Four directors believed that payment by results should involve a local tariff, with three preferring a national tariff adjusted for market forces and rurality – one of the key cost drivers for ambulance services. One director suggested a compromise, with national currencies agreed as the basis for local tariffs followed by migration to a national tariff, adjusted for rurality. This idea was picked up by another finance director, who said that the time frames between now and ambulance trusts gaining foundation status meant that developing a local tariff first was imperative.

One director said that anything other than a local tariff would mean the significant investment in the national pilots had been wasted. ‘It would make sense to use the experience of the pilots to assess whether or not a national tariff would be appropriate.’

Some directors reinforced the belief that the market forces factor is an unreliable way of adjusting for unavoidable differences in staff costs. ‘The current market forces factor is a nonsense,’ said one. While acknowledging London’s special case, he added: ‘A paramedic is on the same band, whether employed in Newcastle or Chichester.’

Assuming an adjustment was made for rurality, the question remains at what level to make the adjustment. Opinion was divided between adjusting at ambulance trust level, locality level (internally identified patches within trust area) and PCT level. The latter was the slight favourite, partly as this would align with resource allocation.

All directors accepted the need to phase the changes in, with periods between two and four years suggested. One director said four years represented a ‘reasonable trade-off’ between the need to ensure service quality was not undermined and the need to achieve equity of funding quickly.

The survey also examined preferences for paying for variations in activity compared to commissioned levels. All directors rejected applying the full tariff to all activity. And there was no support for paying full tariff up to commissioned levels and variations at marginal rate – the model used for emergency admissions in the acute sector. Directors were split over two options. Half the sample liked the idea of a block payment to cover their need to have a certain capacity in place, regardless of actual usage, with additional tariff payments for activity. The rest thought a marginal rate should be paid for additional activity in year, with the remainder paid in year two.

Ambulance services are increasingly developing clinical advice services as alternatives to sending a response, in appropriate cases. But there are a range of views on how a tariff for such services could work. Two directors believed the tariff should be the same as for a traditional response. In the acute sector, day cases and inpatients attract the same tariff, providing a financial incentive for increasing day case rates. The same approach for ambulance services could encourage more advisory services. Others believed there should be a flat fee paid for any advice given, while the majority said the fee paid should change depending on diagnosis.

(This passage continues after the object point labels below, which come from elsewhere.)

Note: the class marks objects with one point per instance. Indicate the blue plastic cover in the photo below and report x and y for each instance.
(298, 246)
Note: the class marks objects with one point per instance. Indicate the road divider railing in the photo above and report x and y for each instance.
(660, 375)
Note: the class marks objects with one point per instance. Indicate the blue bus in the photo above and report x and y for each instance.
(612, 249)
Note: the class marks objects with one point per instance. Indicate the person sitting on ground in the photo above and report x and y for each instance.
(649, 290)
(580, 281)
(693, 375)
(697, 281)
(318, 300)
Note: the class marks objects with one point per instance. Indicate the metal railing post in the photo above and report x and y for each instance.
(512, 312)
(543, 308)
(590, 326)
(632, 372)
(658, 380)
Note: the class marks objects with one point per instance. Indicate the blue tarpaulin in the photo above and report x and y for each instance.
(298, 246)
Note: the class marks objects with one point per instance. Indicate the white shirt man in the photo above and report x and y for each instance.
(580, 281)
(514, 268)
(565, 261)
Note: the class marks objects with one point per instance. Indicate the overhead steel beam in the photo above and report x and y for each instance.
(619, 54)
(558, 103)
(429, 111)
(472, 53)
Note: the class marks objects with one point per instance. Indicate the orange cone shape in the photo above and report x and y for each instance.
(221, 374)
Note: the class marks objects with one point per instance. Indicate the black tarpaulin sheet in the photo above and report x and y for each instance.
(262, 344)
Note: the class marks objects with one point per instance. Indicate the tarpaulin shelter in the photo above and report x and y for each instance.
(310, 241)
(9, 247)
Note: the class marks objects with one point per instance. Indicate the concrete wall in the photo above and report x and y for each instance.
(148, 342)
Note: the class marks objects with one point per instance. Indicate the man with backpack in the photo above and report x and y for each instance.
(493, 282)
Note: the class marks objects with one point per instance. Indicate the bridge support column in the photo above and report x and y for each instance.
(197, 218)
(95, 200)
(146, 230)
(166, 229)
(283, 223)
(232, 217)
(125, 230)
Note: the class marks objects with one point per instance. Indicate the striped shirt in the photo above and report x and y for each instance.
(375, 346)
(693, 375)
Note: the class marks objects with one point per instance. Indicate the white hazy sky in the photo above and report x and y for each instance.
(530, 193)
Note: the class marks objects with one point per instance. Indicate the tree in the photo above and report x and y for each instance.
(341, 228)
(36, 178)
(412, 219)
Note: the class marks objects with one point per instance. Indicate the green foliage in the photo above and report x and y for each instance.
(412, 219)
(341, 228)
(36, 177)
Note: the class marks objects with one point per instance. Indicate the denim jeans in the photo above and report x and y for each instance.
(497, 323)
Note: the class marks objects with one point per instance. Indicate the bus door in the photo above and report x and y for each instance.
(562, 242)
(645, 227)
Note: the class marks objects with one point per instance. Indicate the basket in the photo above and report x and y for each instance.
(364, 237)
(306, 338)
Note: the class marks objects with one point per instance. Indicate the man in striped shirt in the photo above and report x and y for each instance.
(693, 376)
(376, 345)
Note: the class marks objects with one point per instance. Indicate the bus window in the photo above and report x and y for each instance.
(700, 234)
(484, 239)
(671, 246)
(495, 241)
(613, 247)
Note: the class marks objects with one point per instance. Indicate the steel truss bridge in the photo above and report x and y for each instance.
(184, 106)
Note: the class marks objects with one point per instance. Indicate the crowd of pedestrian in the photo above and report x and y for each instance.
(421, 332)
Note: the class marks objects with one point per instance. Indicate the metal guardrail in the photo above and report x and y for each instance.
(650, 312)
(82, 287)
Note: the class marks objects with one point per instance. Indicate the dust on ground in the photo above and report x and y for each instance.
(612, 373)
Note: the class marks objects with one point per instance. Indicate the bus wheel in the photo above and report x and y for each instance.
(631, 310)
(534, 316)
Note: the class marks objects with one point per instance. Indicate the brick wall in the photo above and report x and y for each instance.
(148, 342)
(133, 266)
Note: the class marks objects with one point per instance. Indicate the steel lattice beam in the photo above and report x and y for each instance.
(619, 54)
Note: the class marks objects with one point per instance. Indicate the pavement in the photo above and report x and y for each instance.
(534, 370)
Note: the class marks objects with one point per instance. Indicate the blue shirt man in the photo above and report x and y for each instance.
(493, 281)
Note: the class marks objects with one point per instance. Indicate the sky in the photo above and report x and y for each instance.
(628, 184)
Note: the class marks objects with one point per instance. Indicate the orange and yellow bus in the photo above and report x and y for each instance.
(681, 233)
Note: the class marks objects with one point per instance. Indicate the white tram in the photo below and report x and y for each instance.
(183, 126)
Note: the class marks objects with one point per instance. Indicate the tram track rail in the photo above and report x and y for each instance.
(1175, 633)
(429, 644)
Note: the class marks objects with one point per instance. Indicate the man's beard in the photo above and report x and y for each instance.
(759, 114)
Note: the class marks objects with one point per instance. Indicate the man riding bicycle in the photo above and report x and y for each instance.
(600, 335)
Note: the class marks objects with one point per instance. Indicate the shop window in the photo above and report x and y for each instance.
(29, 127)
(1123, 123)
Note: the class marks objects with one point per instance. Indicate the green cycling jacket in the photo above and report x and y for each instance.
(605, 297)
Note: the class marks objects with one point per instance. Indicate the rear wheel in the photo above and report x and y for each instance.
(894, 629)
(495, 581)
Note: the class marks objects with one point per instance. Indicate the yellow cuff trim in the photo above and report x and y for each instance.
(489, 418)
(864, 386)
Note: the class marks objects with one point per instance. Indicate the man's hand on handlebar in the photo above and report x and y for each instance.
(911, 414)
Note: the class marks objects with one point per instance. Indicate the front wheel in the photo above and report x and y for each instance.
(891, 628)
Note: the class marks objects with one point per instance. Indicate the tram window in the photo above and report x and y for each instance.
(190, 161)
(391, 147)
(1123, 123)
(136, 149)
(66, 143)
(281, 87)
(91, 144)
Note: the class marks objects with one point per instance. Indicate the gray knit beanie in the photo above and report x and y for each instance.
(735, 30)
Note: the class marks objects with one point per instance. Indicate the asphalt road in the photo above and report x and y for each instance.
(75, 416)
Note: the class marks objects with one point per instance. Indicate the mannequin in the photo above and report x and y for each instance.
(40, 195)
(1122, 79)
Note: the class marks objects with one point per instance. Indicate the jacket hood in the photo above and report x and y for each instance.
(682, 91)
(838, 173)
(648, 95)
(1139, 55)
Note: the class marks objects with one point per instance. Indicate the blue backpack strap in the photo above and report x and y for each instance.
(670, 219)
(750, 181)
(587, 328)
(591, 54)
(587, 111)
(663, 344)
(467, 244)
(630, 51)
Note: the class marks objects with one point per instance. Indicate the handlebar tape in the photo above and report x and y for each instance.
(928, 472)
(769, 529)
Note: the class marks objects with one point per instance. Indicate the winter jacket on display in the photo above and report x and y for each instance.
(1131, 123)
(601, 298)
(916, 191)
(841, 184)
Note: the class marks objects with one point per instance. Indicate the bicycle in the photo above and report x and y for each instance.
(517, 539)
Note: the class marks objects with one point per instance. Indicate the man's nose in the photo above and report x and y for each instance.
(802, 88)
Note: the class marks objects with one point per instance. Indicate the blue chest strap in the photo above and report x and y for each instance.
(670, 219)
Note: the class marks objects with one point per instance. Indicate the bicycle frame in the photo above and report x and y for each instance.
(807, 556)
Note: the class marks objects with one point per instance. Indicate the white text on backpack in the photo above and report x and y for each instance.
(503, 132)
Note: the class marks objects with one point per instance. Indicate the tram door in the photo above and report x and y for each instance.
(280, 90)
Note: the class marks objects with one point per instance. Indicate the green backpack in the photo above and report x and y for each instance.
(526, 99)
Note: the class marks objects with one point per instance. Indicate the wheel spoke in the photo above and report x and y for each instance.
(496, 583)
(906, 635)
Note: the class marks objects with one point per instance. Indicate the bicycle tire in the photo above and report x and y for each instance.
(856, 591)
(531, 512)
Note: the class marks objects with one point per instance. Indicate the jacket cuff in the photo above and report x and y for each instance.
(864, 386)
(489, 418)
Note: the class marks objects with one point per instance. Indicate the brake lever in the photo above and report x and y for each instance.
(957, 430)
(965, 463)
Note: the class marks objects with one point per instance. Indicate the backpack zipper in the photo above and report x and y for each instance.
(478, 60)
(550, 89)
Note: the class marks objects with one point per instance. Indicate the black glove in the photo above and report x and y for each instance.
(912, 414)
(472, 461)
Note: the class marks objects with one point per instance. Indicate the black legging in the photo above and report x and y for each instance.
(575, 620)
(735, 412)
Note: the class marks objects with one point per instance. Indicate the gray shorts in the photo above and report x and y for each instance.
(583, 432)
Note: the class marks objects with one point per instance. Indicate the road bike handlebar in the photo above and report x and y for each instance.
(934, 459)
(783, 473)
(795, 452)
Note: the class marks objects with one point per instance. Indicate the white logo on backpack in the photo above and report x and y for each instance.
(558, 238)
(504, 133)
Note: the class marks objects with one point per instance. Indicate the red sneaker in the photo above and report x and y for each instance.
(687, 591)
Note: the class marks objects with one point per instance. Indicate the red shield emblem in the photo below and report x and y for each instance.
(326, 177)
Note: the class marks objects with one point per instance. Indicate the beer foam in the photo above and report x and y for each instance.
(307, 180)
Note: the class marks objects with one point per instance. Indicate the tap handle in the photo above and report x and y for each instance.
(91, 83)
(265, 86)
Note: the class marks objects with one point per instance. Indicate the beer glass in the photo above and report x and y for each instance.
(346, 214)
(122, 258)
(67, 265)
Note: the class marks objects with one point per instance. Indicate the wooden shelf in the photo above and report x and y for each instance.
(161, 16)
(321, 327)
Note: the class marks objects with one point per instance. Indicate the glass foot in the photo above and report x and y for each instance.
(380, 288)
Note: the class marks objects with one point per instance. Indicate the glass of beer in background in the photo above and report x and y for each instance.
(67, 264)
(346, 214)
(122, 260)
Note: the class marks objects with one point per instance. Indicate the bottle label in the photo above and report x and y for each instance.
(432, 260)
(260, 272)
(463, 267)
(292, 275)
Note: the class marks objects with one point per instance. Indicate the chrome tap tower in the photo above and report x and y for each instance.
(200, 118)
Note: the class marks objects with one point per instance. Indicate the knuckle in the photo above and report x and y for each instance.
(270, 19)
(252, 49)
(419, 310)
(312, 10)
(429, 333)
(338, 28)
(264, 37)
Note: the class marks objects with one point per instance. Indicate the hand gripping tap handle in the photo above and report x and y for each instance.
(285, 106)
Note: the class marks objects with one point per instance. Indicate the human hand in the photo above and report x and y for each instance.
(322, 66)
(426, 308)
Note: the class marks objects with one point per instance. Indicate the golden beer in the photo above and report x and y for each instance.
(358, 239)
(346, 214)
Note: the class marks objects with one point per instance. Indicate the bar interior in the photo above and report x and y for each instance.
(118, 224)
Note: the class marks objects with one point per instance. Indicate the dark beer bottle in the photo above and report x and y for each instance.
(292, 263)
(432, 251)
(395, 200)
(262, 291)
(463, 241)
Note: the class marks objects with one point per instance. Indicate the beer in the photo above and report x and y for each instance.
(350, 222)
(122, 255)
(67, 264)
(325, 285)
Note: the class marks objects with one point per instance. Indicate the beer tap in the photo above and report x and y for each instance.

The survey also addressed the issue of encouraging greater care provision by ambulance staff. There is a move for ambulance services to recruit more emergency care practitioners (ECPs) to provide immediate care, rather than simply conveying patients to hospital. If, however, tariffs are based on incident type rather than care delivered, ambulance trusts may face perverse incentives to simply transport, even if the overall costs to the health economy will rise.

Half the directors taking part backed separate tariffs for incidents involving ECPs. Local top-ups were also suggested, with one director stating that the ambulance trust should receive a proportion of the avoided A&E tariff as the incentive.

The survey reveals that finance directors in ambulance trusts around England have differing views on how to address the obstacles to setting up a payment by results regime for their activities. But it shows there is unanimous backing for such a system. While challenges need to be overcome, the underlying message appears to be that the sooner a system is in place, the better.